How love dies after marriage
Love. Photo/Courtesy

Most marriages happen when people are in love with each other. Most divorces happen when couples stop loving each other. In a study by Karen Kyser, it emerged that falling out of love is not a one-time event. It happens in stages.

It may start very early in the marriage. The ­first phase is the disillusionment and disappointment phase.

Disillusionment can happen as early as the first six months after marriage by as many as 40 per cent of couples. Twenty per cent of couples may start to experience doubts about the marriage by the first year after the wedding.

The things that may lead to these doubts include a partner’s controlling behaviour, lack of responsibility, and lack of emotional support and connection. Lack of consideration for the partner’s opinions, feelings and input is a big deal during this stage.

The second stage of falling out of love happens when there is a gradual loss of an emotional attachment to your partner, after experiencing a lot of disappointment.

You care less and less about him or her. At this point, there is resistance to making changes in favour of your partner. You ­find it difficult to accommodate their requests and their needs like you did before.

During this stage, the feelings of disappointment reduce and are replaced by anger and hurt.

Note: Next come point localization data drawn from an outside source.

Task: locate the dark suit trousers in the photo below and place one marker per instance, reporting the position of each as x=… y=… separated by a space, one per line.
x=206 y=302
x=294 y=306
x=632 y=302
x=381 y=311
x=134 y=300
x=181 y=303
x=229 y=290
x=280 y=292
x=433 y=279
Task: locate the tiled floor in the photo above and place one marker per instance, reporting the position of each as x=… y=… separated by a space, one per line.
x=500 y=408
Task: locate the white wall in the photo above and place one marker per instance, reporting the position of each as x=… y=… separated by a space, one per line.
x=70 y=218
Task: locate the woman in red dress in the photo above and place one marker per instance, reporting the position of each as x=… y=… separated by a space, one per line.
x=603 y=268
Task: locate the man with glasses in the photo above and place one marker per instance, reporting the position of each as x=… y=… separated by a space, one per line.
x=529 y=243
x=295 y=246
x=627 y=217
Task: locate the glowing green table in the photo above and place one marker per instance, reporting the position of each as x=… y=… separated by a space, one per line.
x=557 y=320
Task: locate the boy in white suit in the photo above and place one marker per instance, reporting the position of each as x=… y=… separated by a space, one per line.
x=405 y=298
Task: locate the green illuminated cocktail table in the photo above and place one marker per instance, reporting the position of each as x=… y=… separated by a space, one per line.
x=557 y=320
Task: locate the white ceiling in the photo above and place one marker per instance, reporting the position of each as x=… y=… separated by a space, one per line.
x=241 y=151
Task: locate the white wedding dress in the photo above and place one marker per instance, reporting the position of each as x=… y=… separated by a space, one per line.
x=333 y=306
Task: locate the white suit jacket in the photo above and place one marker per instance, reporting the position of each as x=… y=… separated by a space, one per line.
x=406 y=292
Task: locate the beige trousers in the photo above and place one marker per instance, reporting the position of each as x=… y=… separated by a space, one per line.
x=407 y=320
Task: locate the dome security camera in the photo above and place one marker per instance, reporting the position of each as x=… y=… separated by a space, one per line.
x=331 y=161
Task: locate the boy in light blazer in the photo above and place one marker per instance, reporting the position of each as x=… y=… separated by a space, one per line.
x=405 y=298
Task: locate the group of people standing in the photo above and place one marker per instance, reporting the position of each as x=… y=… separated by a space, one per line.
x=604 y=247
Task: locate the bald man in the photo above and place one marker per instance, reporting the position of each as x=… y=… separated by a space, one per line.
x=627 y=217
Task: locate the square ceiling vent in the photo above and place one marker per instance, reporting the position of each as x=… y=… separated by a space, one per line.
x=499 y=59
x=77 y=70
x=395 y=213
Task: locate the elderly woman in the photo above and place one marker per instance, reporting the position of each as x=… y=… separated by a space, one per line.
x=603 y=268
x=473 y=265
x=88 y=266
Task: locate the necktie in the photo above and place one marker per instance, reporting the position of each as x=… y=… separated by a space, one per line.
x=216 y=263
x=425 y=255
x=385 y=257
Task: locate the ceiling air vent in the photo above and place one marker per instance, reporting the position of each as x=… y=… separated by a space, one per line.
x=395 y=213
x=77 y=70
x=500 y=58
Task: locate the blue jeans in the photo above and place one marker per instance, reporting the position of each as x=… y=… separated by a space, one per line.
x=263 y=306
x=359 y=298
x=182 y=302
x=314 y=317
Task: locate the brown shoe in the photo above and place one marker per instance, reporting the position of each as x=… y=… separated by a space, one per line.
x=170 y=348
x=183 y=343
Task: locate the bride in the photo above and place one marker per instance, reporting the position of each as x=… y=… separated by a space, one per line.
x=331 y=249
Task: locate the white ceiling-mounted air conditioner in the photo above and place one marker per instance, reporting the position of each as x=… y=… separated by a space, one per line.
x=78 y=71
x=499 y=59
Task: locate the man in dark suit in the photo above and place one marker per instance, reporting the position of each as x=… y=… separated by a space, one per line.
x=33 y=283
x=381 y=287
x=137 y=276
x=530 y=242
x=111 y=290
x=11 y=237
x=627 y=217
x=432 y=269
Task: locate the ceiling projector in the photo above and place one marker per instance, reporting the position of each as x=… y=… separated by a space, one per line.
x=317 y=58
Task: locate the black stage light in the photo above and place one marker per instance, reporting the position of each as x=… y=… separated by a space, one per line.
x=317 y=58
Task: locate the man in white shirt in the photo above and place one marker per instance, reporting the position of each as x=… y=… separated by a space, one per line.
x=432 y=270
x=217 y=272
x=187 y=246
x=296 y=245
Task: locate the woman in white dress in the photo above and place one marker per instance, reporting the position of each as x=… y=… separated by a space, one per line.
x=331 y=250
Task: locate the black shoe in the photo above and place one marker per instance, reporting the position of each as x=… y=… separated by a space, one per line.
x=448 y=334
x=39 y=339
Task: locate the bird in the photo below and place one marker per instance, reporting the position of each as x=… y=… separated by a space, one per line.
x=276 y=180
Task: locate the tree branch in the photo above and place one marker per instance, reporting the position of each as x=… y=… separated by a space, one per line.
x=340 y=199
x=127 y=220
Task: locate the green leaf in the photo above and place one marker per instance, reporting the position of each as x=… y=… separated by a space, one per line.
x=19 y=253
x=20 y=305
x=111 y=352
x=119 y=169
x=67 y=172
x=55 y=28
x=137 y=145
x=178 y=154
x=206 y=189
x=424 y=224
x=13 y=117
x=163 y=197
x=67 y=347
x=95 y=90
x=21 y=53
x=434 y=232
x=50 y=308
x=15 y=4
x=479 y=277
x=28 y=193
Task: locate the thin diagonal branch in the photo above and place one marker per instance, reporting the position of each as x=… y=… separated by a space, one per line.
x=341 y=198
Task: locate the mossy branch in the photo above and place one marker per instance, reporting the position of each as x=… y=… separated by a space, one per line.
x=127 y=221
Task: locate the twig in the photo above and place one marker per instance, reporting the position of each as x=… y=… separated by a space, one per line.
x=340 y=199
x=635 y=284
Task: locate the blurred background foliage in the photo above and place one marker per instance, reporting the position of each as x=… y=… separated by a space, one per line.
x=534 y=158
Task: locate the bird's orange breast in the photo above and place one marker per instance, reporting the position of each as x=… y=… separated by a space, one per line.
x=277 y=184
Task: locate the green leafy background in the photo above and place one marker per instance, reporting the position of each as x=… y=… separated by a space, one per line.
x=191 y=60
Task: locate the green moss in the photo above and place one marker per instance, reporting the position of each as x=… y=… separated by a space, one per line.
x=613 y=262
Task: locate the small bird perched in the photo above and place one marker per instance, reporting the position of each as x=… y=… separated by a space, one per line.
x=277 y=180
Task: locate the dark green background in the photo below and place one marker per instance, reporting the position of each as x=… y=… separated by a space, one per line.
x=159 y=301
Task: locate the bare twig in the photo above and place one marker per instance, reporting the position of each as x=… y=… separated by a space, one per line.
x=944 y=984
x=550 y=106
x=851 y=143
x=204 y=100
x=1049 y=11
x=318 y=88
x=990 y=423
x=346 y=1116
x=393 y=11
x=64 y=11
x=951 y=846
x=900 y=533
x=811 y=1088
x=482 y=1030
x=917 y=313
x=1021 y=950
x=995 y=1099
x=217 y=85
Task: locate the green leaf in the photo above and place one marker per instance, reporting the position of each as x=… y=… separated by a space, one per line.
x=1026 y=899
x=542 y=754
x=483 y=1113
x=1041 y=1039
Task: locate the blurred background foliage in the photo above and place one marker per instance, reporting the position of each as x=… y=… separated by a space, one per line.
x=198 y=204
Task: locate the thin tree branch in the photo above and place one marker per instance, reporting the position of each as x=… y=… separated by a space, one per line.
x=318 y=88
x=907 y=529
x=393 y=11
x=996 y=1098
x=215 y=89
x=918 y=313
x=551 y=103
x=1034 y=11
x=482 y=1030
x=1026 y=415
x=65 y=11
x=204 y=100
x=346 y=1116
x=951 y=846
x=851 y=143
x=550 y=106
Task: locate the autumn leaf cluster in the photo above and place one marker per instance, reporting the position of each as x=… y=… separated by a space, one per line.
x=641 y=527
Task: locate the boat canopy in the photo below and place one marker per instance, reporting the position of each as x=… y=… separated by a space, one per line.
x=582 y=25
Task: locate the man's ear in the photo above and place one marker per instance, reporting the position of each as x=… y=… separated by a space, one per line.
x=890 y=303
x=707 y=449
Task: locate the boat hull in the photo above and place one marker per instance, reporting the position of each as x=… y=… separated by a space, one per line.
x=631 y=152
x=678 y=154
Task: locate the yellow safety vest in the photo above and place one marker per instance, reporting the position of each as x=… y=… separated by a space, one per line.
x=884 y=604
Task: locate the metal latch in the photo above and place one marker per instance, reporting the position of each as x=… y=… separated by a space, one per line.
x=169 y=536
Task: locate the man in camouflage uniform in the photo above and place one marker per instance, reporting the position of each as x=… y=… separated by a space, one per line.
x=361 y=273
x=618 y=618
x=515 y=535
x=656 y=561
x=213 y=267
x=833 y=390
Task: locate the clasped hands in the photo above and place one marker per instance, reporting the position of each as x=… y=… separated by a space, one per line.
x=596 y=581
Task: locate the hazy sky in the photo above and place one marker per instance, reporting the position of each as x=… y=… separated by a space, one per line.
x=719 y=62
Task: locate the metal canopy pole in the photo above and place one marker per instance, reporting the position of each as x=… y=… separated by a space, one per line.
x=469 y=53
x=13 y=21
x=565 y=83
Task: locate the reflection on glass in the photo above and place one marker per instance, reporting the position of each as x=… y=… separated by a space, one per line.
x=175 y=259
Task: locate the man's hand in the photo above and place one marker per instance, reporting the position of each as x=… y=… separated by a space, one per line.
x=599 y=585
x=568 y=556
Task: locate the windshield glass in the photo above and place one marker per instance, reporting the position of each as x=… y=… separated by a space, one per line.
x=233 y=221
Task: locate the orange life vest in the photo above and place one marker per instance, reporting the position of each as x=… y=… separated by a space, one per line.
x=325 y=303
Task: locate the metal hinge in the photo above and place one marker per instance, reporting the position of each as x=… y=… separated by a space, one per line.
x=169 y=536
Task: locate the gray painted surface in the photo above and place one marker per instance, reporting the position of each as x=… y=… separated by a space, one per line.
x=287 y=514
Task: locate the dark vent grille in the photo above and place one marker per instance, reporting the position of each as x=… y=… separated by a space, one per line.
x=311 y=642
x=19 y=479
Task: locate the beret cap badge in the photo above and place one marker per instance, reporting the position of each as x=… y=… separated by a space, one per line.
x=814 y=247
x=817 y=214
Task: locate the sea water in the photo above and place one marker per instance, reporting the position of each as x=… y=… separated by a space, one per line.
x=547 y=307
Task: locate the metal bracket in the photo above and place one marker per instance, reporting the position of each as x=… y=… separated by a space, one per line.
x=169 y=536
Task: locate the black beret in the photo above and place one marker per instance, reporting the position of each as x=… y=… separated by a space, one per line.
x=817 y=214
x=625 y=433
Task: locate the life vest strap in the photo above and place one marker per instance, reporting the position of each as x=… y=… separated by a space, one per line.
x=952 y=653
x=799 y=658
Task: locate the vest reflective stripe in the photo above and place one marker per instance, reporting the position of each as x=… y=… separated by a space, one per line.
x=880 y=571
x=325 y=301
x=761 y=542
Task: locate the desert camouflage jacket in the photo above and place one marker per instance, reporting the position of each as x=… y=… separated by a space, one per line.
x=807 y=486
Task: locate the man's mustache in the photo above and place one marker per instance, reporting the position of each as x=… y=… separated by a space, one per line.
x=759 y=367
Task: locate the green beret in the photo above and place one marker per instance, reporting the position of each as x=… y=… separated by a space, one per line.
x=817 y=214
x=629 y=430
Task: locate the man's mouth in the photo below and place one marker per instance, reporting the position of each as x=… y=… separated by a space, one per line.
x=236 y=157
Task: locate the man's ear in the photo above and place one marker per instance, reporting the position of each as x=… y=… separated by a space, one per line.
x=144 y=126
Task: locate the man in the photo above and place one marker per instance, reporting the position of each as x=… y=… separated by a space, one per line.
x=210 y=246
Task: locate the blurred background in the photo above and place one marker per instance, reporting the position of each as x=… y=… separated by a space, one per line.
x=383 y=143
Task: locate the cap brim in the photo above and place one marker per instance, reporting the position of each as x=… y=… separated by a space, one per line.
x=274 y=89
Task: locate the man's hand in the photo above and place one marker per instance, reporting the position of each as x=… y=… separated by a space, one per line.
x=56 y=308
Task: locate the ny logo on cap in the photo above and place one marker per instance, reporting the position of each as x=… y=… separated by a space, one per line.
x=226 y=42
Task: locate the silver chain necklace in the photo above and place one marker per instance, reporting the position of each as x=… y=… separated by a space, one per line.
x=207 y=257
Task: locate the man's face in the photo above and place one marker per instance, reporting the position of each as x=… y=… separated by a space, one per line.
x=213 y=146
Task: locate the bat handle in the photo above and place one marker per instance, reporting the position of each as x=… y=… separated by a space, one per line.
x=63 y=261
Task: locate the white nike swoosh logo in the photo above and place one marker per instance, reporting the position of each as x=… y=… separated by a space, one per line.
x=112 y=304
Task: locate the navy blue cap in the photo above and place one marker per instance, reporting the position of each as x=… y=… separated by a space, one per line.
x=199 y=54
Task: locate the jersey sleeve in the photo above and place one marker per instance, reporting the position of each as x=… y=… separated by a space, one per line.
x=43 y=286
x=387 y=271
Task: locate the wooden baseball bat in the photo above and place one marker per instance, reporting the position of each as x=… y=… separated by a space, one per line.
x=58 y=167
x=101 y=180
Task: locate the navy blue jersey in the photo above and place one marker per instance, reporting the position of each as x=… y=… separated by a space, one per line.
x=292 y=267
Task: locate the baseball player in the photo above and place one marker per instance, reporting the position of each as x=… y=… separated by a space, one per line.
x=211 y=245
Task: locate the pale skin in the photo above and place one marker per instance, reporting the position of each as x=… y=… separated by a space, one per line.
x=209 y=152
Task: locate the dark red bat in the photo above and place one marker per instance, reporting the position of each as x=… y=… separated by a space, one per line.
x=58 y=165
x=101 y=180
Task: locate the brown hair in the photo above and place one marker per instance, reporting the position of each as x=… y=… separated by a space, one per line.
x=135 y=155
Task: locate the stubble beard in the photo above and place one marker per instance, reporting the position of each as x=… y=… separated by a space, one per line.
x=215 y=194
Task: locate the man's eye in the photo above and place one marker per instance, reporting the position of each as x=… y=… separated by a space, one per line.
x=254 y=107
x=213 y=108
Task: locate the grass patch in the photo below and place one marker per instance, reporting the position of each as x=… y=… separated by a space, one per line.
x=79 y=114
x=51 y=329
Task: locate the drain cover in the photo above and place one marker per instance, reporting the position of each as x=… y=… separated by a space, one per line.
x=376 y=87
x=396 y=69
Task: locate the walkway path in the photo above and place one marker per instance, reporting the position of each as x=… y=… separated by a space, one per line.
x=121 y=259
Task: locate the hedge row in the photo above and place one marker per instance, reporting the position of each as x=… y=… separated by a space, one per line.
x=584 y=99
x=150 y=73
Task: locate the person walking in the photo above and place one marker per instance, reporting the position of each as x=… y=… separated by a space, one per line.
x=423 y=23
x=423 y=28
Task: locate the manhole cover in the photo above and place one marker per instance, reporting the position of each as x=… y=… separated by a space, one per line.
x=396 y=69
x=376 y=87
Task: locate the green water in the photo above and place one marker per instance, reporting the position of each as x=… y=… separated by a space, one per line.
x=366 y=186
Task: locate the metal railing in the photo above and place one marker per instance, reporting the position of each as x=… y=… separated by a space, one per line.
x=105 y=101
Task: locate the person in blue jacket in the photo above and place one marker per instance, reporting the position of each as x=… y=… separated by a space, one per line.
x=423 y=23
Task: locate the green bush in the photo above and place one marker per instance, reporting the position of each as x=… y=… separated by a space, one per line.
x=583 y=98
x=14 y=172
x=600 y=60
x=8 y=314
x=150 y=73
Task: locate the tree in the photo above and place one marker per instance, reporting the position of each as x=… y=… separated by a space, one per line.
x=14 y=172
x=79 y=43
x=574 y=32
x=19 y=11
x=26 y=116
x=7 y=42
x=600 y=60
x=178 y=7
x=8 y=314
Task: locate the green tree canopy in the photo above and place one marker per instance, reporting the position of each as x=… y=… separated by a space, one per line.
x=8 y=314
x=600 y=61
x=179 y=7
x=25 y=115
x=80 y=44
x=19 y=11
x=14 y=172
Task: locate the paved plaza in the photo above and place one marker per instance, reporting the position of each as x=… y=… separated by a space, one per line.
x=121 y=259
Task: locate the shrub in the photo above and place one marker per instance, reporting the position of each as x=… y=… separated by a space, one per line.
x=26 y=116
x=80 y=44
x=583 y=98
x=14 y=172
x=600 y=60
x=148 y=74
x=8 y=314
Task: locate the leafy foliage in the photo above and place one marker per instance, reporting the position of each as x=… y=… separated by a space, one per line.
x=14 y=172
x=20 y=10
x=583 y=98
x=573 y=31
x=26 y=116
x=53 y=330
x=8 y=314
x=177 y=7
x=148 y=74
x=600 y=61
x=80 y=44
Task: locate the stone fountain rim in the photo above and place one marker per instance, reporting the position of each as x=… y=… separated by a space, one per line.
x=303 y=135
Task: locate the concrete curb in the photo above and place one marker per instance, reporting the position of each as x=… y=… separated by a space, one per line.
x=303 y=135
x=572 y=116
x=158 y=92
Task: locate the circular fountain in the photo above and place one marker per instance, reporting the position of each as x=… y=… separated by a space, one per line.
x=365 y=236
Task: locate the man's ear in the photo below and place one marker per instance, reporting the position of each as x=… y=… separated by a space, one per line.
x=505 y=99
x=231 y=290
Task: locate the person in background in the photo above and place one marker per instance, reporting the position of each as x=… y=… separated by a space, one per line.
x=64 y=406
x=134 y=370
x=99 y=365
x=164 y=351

This is caused by ongoing unloving actions.

The focus shifts from love to the negative aspects of the relationship and the negative qualities of the partner. It becomes difficult to appreciate anything good in the relationship.

At this stage, 40 per cent of the couple actively consider leaving the marriage, even if they may not.

The last and ­final stage involves apathy and indifference. During this stage, there is increasing emotional and physical distance.

The hurt and anger are replaced with indifference. You may feel sorry for your bae, but you don’t feel guilty about leaving them emotionally or physically.

At this stage, about 80 per cent of couples take action to either leave the marriage or have an alternative romantic relationship, which will meet their emotional needs.

If you are in this stage, you may not see your spouse as capable of changing. There is no hope.

Throughout these phases, the partners always try to do something to salvage the situation. At ­first, they try to please them, as they suffer in silence.

Sometimes they blame themselves for the relationship challenges. When this doesn’t work, they become more active and assertive in seeking change. When this doesn’t work, they may decide to leave, but they struggle with how to end it with the least damage.

Sometimes they go for counselling as a last attempt to save the relationship.